Dan saat bersama dengan Arthur, dia mendapatkan pengkhianatan , lalu mengalami kecelakaan dan sekarang dia pun menjadi pasien rumah sakit jiwa.
Alina masih belum tersadar dari lamunannya dengan derai air mata yang masih mengalir deras bahkan dia tidak sadar jika saat ini Junior berada di hadapannya menyodorkan buket bunga sambil mengusap air mata yang jatuh.
"Babe kamu kenapa? heumm... apa? ada yang menyakiti mu lagi."ucap Junior yang kini tengah mencoba menyadarkan Alina dari lamunannya.
Alina baru sadar saat Junior mengecup bibirnya itu.
"Jun,,,"ucap Alina kaget.
"Babe... kenapa? menangis apa? ada yang menyakitimu."Tanya Junior.
"Ah,,, maafkan aku Jun, tidak ada kok, hanya saja aku merindukan anak-anak."ucap Alina.
"Sayang... mereka sudah kembali ke Eropa jadi kamu harus benar-benar pulih dulu baru kita akan segera berkunjung ke sana."ucap Junior.
"Terimakasih Jun, atas segala kebaikan mu... aku akan pulang saja ke Indonesia."ucap Alina.
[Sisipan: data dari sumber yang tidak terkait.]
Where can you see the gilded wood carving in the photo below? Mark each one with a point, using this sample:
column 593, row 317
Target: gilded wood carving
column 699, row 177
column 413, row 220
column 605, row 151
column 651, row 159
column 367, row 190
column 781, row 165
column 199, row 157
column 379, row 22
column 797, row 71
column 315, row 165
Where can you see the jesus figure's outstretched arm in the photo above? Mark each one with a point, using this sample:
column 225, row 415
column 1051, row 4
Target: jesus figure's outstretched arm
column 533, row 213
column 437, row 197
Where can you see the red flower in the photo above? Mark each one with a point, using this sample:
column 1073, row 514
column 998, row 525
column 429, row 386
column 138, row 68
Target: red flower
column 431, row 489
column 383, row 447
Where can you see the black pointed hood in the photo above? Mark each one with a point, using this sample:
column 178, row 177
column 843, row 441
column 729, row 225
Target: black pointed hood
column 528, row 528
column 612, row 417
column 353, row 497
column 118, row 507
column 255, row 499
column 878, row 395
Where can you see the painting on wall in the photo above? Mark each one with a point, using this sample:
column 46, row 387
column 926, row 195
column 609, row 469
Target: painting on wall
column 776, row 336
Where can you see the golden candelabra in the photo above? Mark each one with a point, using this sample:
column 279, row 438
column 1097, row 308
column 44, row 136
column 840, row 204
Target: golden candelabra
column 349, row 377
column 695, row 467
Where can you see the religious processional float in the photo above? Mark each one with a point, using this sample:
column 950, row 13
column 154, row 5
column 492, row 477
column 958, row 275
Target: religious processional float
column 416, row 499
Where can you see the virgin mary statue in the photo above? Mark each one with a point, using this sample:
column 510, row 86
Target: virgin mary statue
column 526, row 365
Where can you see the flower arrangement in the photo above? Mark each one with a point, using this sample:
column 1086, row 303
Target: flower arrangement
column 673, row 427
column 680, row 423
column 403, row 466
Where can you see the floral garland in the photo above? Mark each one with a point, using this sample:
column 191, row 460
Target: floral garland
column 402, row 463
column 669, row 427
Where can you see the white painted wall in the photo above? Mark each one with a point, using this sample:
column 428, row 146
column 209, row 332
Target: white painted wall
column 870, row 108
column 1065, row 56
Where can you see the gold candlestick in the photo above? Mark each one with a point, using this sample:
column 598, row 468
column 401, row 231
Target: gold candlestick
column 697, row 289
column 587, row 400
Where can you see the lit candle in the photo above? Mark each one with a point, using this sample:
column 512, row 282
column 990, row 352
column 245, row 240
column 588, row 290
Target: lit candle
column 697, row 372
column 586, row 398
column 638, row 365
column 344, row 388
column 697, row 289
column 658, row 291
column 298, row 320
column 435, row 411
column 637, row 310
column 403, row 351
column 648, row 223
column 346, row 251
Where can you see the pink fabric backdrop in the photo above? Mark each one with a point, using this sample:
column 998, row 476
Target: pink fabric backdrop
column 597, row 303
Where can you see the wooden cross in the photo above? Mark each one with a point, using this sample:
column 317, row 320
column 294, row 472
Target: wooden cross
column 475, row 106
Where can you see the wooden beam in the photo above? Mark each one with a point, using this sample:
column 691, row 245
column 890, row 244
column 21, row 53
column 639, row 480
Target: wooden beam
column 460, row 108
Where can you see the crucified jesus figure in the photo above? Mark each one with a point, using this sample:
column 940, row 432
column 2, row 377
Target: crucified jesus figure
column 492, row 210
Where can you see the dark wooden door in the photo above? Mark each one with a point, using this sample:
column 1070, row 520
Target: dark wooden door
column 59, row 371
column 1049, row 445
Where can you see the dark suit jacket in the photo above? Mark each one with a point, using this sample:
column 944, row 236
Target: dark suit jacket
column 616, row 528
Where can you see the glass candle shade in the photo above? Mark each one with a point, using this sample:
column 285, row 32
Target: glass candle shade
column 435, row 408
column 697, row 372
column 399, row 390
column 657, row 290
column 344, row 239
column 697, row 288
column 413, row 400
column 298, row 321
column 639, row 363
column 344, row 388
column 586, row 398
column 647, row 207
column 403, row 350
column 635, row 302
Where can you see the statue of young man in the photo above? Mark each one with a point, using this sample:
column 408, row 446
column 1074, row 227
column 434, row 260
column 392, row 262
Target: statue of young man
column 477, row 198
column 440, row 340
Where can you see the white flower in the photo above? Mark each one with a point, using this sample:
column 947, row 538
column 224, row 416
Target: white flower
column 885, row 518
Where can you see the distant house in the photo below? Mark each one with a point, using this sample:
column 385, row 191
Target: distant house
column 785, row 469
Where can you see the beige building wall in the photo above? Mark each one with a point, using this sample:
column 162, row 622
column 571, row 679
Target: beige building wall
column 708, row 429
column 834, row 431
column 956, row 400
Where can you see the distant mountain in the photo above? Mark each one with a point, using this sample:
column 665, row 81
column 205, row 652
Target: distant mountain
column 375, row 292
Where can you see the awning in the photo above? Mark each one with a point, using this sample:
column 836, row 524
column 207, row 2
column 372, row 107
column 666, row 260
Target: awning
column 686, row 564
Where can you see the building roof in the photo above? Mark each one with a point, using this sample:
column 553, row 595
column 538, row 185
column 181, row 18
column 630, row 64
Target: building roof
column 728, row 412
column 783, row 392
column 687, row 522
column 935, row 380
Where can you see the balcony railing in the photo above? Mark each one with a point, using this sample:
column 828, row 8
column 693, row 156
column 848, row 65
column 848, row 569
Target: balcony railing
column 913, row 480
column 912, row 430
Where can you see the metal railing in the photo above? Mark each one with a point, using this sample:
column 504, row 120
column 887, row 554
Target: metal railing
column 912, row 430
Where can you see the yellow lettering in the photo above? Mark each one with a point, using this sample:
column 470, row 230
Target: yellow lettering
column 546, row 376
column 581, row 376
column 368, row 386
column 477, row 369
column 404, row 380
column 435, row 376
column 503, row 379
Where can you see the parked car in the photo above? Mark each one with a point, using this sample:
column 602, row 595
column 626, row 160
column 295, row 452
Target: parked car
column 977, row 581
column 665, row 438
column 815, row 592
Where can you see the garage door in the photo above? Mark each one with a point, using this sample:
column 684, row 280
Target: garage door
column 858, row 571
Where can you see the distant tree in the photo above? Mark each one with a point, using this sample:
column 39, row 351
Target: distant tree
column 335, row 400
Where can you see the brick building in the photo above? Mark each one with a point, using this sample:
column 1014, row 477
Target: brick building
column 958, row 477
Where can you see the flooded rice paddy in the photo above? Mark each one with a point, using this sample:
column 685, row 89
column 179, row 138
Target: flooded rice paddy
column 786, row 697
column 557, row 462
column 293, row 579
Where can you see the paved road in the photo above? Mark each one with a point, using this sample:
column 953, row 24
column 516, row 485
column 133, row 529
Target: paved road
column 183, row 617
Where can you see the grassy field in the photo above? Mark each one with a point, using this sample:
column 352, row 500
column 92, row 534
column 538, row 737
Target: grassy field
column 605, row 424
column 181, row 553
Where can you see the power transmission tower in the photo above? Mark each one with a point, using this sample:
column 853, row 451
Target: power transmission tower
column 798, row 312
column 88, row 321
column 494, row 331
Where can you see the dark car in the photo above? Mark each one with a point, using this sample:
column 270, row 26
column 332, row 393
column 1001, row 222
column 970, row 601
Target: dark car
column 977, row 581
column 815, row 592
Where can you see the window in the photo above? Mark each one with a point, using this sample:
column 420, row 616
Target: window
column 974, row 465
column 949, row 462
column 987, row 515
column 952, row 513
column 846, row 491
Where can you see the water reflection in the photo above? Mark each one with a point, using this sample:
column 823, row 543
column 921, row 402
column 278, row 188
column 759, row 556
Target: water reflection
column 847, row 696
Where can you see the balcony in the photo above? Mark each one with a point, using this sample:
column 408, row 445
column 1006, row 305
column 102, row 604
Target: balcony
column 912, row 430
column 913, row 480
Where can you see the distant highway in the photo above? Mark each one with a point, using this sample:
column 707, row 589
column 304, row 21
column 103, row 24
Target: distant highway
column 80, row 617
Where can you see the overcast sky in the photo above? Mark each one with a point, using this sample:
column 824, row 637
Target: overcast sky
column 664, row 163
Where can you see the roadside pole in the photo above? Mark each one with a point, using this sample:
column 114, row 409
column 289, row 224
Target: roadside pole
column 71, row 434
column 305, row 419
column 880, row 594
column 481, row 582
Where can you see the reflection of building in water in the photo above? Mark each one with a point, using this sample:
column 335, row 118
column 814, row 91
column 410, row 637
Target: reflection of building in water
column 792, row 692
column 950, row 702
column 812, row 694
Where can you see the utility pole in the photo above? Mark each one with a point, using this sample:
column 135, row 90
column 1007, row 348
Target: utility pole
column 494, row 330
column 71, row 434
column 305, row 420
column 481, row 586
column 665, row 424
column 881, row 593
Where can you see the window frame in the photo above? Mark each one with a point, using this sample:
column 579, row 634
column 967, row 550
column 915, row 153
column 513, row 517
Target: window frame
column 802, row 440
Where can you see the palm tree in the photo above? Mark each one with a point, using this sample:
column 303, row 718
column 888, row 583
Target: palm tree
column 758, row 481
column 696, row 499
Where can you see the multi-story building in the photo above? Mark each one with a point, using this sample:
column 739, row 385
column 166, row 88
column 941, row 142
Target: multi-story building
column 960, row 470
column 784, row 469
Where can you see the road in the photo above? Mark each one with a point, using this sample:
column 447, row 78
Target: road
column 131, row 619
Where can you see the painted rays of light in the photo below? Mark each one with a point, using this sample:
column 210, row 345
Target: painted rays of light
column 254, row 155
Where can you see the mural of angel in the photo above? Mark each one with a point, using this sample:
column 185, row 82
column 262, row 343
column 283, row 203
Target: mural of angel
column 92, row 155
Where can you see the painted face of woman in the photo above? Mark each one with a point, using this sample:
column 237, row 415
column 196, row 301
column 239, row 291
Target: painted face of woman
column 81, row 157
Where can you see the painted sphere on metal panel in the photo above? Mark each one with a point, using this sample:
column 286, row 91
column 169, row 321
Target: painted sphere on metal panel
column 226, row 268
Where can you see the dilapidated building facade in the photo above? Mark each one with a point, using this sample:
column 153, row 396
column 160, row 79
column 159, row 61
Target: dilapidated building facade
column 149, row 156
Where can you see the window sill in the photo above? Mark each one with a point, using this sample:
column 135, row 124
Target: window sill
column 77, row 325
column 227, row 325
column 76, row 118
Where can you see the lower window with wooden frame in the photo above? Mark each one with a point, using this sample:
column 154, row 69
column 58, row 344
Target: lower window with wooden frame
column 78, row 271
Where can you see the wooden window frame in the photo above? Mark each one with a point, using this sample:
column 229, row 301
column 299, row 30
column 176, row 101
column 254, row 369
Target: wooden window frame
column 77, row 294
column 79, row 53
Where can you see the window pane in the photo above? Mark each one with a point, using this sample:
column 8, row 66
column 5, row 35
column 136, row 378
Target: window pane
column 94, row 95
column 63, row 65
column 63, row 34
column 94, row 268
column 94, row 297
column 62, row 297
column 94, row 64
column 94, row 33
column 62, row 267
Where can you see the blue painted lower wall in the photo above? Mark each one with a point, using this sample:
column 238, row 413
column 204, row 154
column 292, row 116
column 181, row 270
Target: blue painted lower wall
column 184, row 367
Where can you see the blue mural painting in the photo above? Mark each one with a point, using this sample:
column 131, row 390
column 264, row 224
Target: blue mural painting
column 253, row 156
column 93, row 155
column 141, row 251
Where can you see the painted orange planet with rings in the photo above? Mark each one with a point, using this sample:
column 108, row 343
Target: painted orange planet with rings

"Babe,,, rumah itu sudah tidak aman untuk mu... sebelum wanita itu benar-benar lenyap dari muka bumi ini."ucap Junior.
"Aku, akan menghadapinya sendirian Jun,,, lagipula nyawaku sudah tidak berharga lagi, semua sudah tergantikan dengan yang baru... ketiga anak ku juga sudah mendapatkan pengganti ku.. sekarang apalagi yang aku tunggu di dunia ini."ucap Alina yang kini menggelengkan kepalanya.
"Tidak ada."ucap Alina.
"Babe... apa? Aku tidak berarti apa-apa untukmu, kenapa? kamu bicara seperti itu."ucap Junior yang kini menatap lekat wajah cantik yang sembab itu.
"Tidak Jun,,, hidup mu terlalu berharga, jadi jangan sia-siakan hidupmu hanya untuk wanita seperti ku... yang hanya akan membuat hidup mu dalam masalah."ucap Alina sambil bangkit dari duduknya.
Wanita itu terus berjalan tanpa menoleh kearah Junior yang kini terus memanggil namanya.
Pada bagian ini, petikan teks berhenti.